There are several issues with relying solely on feature tests.

Feature tests often need to span large parts of an application, so there is a often significant amount of overhead (both code and test-time) in repeating identical-except-for-one-value.

Feature tests often can't test the corner cases of internal code. For example, one hallmark of quality software is that it degrades gracefully in the presence of unexpected inputs. So, while the UI might prevent out-of-range values, programmers often choose to also check value ranges at, for example, the top of a stored procedure. This means that you can't test that code with an app-level feature test because a correct UI won't let you enter values to trigger the stored proc's failure case.

Another big issue is the combinatorial explosion. If you have a processing pipeline, like filters in a sound or image processing app or validation and authorization checks in a line-of-business app, the number of configuration and data values that need to be tested for each stage needs multiply together if you only feature test. Unit testing allows you to make sure each of the stages works "well enough"[1], then you can use far fewer integration and feature tests to make sure that the stages cooperate properly and that system requirements are met (two overlapping, but different, concerns).

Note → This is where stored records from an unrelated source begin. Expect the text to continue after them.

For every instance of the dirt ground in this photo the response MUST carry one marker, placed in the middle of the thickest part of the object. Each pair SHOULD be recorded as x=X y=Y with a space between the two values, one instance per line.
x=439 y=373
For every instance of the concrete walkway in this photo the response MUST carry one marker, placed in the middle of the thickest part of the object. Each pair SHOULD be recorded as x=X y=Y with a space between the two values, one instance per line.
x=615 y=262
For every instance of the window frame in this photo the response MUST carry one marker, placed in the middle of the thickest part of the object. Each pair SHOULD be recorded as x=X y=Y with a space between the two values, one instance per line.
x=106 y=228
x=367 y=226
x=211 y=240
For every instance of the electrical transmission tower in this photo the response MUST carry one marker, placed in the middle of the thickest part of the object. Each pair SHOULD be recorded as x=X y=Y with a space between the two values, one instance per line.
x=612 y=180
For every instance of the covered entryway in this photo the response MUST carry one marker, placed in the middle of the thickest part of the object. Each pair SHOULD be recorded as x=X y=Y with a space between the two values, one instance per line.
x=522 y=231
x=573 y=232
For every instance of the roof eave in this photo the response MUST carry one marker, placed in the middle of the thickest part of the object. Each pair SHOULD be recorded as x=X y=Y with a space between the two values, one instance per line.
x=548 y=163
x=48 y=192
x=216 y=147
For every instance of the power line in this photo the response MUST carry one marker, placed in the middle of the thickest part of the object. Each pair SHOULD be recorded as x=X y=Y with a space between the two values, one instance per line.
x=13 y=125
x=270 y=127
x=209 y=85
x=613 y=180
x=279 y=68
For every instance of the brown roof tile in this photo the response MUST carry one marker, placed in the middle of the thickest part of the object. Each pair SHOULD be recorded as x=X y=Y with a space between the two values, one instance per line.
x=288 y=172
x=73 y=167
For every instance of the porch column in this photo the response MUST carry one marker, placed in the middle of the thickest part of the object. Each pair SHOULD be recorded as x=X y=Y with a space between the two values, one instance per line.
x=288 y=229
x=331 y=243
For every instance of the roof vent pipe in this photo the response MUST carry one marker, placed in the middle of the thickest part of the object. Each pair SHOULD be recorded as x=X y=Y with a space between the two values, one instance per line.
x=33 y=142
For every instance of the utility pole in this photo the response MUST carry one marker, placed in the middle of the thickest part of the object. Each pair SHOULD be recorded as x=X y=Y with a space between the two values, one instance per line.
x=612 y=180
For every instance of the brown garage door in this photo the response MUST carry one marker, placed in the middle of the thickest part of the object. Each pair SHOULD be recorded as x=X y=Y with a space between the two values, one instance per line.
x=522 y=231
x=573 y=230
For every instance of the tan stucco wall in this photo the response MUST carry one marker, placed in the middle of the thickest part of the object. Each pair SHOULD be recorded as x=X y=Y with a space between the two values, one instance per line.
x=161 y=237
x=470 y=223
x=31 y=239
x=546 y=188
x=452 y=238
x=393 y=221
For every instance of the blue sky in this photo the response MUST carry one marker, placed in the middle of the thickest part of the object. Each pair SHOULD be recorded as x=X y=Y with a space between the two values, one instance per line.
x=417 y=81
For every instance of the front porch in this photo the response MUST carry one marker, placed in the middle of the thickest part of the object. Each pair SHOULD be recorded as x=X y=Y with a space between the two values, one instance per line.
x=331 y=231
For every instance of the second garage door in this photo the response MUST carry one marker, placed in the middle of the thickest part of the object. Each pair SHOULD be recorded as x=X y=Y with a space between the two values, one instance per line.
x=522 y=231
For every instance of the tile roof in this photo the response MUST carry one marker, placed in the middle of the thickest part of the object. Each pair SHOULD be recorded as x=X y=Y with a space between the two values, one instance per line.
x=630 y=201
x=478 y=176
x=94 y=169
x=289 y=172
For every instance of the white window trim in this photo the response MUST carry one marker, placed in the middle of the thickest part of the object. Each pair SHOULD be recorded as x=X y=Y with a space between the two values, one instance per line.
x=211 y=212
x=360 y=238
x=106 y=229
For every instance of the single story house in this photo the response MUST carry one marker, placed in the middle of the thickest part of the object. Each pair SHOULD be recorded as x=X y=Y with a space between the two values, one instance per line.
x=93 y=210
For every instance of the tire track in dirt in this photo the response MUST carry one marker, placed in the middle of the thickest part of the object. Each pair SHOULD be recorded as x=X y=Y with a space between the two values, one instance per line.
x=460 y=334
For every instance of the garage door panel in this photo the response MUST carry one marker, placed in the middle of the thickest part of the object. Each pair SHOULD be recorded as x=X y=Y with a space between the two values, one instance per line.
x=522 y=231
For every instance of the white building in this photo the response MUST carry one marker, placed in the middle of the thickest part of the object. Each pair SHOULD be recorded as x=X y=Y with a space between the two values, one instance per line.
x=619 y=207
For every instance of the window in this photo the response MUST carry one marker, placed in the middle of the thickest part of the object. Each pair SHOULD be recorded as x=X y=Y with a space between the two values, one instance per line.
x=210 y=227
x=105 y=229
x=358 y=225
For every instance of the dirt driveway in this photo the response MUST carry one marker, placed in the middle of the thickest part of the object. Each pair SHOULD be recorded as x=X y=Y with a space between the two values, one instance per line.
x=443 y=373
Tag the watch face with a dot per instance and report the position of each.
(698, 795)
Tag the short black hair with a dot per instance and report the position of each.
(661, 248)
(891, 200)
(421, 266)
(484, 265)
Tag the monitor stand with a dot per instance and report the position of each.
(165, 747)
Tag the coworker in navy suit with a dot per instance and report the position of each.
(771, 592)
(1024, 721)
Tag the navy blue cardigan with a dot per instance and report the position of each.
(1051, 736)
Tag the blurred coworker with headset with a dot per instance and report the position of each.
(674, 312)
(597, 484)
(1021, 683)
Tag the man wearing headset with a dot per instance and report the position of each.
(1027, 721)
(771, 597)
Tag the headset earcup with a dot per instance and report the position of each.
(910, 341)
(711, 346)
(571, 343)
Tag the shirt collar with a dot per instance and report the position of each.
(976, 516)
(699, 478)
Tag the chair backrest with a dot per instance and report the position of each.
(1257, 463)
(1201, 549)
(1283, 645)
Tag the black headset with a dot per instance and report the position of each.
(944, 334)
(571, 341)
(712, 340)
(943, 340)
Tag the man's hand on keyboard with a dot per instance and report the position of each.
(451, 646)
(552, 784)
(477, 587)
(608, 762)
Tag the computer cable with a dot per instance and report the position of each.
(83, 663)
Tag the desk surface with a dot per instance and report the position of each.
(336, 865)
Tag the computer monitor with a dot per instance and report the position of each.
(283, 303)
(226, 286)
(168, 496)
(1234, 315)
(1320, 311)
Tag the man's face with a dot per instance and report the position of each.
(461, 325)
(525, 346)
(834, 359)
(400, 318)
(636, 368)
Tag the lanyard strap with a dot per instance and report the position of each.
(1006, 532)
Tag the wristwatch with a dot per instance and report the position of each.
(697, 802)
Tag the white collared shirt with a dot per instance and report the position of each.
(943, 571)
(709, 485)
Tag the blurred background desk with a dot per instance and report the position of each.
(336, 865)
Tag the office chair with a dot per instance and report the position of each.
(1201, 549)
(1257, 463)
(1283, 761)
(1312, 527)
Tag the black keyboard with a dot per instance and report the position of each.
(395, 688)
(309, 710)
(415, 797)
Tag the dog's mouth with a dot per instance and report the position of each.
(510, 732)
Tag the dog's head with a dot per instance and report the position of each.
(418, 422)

[1] However the engineer, team or industry defines "well enough".

[Edit: split up the wall 'o text]

The internal code argument is weak in my opinion. What does it matter if a stored procedure works 100% if, like you said, that code path will never be executed by the user? There will always be bugs in code so the goal in my view should be to make the application as bug-free as possible from the user's point of view not literally bug-free which is an unattainable goal.

Time-consuming nature of feature tests can be an issue, but often is mitigated by automated testing on commit, merge, etc. But not always of course.

I agree with combinatorial explosion however it can sometimes be mitigated by procedurally generating tests.

In a complex app, there are many code paths that are executed by users that are easier to test with unit tests than feature tests. In general, unit tests are easier and faster to write than feature tests if (1) you're experienced writing unit tests (there is a learning curve) and (2) your application design supports good unit tests.

Feature tests are fine for simple or small apps, but I wouldn't rely on them for the bulk of my testing in any significant app.